Доминирование целого над частным с особой наглядностью обнаруживало себя в искусстве. Художник жил под куполом больших стилей, в которых дух его времени находил выражение на уровне формы, охватывавшей все сферы жизни и большую часть Европы. В большом стиле выражалось духовное единство, проявлявшее себя во множестве душ и народов одним и тем же образом. Возрождение, барокко, классицизм как большие стили не были для художников прокрустовым ложем, внешним принуждением, насиловавшим их творческую волю. Множество отличных друг от друга произведений, созданных в одном стиле, были выражением одного и того же духа. Стиль был воздухом, которым дышали и художники, и те, кто им внимал. Заранее данная форма облегчала творческий процесс, обеспечивала коммуникацию с публикой и позволяла сфокусировать внимание на решении конкретной художественной задачи[40].

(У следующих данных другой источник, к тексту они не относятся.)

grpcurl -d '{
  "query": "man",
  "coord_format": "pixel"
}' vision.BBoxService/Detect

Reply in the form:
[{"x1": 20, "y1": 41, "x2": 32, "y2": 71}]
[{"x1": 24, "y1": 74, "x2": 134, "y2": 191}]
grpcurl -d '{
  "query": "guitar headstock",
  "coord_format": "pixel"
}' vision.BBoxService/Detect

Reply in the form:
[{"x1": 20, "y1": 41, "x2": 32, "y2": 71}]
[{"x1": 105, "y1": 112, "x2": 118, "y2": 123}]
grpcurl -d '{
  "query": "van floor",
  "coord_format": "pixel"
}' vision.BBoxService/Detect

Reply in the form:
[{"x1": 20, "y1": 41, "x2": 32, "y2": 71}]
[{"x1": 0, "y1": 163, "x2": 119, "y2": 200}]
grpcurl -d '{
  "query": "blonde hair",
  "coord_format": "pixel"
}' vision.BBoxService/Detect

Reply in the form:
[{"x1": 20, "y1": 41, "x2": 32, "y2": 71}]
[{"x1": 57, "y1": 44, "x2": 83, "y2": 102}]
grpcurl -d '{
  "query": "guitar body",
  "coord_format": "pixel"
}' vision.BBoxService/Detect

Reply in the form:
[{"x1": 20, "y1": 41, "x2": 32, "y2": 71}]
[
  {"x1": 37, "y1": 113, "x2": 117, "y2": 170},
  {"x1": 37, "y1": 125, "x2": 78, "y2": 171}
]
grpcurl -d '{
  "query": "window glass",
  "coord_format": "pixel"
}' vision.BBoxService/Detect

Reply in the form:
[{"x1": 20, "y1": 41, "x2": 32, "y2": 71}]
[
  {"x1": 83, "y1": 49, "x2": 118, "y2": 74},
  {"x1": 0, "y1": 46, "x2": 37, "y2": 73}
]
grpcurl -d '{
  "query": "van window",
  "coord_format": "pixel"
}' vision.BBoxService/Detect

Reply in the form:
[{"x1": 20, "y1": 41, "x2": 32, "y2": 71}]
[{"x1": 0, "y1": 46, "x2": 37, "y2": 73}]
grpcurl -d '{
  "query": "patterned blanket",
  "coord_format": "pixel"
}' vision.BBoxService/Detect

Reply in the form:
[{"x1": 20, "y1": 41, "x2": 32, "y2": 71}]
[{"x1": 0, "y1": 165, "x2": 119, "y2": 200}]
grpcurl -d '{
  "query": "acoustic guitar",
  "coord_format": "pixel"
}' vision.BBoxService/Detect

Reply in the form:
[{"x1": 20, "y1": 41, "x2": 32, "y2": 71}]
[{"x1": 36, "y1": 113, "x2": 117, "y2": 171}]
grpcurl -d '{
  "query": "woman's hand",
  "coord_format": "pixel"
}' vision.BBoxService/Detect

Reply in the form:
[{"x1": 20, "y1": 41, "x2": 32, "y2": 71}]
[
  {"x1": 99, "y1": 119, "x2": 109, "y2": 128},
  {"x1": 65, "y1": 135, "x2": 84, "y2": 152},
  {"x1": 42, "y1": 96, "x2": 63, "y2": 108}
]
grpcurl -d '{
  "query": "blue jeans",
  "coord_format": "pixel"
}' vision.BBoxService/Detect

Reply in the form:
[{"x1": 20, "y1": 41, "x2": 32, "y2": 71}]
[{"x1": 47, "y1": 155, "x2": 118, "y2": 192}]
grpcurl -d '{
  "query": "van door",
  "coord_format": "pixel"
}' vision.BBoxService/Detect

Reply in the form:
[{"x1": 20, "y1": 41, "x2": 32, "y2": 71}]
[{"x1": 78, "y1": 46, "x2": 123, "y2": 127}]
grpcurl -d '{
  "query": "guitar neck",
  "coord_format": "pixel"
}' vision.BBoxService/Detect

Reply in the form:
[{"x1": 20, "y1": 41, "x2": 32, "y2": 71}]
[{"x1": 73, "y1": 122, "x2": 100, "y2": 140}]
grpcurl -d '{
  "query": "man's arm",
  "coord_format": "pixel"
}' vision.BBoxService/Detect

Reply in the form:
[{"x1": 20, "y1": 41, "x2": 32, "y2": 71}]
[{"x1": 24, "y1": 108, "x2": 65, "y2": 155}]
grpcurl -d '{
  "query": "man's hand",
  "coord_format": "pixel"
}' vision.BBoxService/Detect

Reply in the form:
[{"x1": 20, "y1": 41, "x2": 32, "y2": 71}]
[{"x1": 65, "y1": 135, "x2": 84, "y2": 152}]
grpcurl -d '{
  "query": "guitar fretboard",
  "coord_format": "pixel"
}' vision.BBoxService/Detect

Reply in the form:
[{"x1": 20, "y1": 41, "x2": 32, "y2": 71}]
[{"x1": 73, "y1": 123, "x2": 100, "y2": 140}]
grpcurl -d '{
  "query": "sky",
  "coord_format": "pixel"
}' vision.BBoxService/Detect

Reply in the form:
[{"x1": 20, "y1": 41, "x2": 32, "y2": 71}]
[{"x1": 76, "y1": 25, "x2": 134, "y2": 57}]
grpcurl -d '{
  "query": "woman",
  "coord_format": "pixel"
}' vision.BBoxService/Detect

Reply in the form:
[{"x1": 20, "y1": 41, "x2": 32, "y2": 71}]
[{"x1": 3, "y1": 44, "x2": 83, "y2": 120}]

Это была эпоха мастеров, а не авторов как творцов новых форм и неповторимых по содержанию произведений, способных увлечь оригинальностью замысла, воображением и полетом фантазии. Ни мастер от себя, ни публика от мастера оригинальности не требовали. В эпоху больших стилей купол вечности, распростертый над сущим, еще не был разрушен, Бах мог сочинять мессы, не задумываясь над тем, насколько нова и оригинальна его музыка, вечное еще определяло временно́е. В искусстве Раннего Нового времени художники исходили из того же, из чего исходили и верующие: есть нечто совершенное, безусловное и есть его образцовые выражения в природе, людях и искусстве. Образцы и темы для авторского воспроизведения они обретали и в античности, и в христианстве. Человек мыслился свободным в рамках целого, в рамках традиции, художник – в рамках большого стиля.

Понятно, что в таком обществе ни развитие, ни упадок не могли стать терминами, определяющими самосознание и оценку индивидуального и общественного бытия. Не рост или упадок приковывали внимание, а добро и зло, Бог и человек, спасение и гибель. В земном мире нет ничего постоянного, в нем подъем чередуется с упадком, а то, как закончится история человечества, – уже известно из Евангелия. В мире, где самое главное (Рождение и Воскресение Спасителя) уже случилось, в мире, живущем эсхатологическим ожиданием конца света, важно было отличить божественное от дьявольского, а не развивающееся от упадочного. Развитие в терминах добра и зла само за себя не говорит. Злоба, зависть, гордость тоже могут развиваться; развиваются и приводят к смерти болезни. Там, где правит целое (где исходят из того, что вечно), темпоральные понятия не могут определять достоинство человека и общества, не могут служить для его оценки.

Переход к Позднему Новому времени связан со сломом традиционного общества и установлением строя, в котором общепринятым мерилом благополучия/неблагополучия человека и общества как раз и становится ценностное противопоставление развития упадку, прошлого – будущему.

Современный человек в его отношении ко времени и вечности

Примерно с конца XVIII века шарнир времени повернулся, и европейское общество стало современным не только по тенденции, но и по состоянию умов, прежде всего умов горожан. Современностью называют особый тип общества, в котором за точку отсчета принимается не целое, а частное. Человек как частное лицо признается автономным субъектом, определяющим те области жизнедеятельности, в которые он вовлечен: хозяйство, политику, социальные институты, культуру. Понятно, что реализация данной установки свидетельствует об утрате общественной жизнью связи с религией как упорядочивающей инстанцией. Вера воспринимается теперь как частное дело частного лица. Вера перестала быть собирающим началом, а общественная жизнь приобрела секулярный характер.